CS 365: Assignment #3

Assignment 3: Real-time 2D Object Recognition

Due 15 March 2016 (2 1/2 weeks)


This project is about real-time 2D object recognition. The goal is to be able to place objects on a white surface and have the computer identify the objects in a translation, scale, and rotation invariant manner from a camera looking straight down. The computer should be displaying live video from the camera with the identified objects clearly marked.


There will be a few different small stages in the robot lab that you can use. You are also free to make one of your own (we have lots of cardboard boxes that should work fine). The concept of the stage is simple: have the camera pointing straight down at a clean, white, surface on which you can place objects. Try to avoid strong shadows.

Your system needs to be able to differentiate at least 10 objects. Five of them will be provided; you get to choose the other five..


  1. Using the video framework from the first project (if you wish), start building your OR system by implementing a thresholding algorithm of some type that separates an object from the background.
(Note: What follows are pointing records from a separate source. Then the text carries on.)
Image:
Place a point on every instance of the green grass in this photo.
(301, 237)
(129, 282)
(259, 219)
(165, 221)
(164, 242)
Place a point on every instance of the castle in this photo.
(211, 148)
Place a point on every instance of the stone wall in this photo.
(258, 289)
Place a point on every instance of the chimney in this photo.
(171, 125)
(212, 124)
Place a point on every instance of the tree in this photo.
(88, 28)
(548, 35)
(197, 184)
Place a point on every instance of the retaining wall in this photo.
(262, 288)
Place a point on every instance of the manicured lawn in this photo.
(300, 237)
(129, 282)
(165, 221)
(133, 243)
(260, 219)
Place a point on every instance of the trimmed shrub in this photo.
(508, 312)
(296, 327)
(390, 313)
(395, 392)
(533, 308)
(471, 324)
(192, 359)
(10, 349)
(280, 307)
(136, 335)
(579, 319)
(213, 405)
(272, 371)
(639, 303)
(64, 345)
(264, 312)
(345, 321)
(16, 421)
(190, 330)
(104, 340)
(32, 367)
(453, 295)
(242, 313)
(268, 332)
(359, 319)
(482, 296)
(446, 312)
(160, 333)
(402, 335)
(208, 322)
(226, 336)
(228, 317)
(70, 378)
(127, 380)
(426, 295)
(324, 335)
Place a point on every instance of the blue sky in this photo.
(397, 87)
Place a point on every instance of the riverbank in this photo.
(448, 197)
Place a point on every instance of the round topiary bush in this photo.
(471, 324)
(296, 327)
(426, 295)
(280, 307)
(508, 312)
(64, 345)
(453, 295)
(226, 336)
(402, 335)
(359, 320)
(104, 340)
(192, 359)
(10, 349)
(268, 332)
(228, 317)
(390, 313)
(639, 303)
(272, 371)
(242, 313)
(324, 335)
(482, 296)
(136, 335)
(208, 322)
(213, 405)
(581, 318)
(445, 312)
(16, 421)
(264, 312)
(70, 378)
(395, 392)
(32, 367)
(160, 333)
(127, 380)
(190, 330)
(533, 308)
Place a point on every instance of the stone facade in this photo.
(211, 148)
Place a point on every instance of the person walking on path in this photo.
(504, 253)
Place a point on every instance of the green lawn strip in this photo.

Give your system the ability to display the thresholded video (remember, you can create multiple output windows). Test it on the complete set of objects to be recognized to make sure this step is working well. The objects in to be recognized are either dark or fairly saturated in color.
  2. The next step is to run connected components analysis on the thresholded image to get regions. You may need to do some morphological processing on the thresholded image to get rid of spurious regions and fill in holes in your objects. Give your system the ability to display the regions it finds. A good extension is to enable recognition of multiple objects simultaneously.

    If you are running OpenCV 3.1, there is a connected components function. If you are using the dwarves, you will need to either write your own or use this function with this include file.

  3. Write a function that computes a set of features for a specified regions given a region map and a region ID. You probably want to make these features be translation, scale, and rotation invariant. Give your system the ability to display at least one feature in real time on the video output. Then you can easily test whether the feature is translation, scale, and rotation invariant by moving around the object and watching the feature value. Start with just 2-3 features and add more later.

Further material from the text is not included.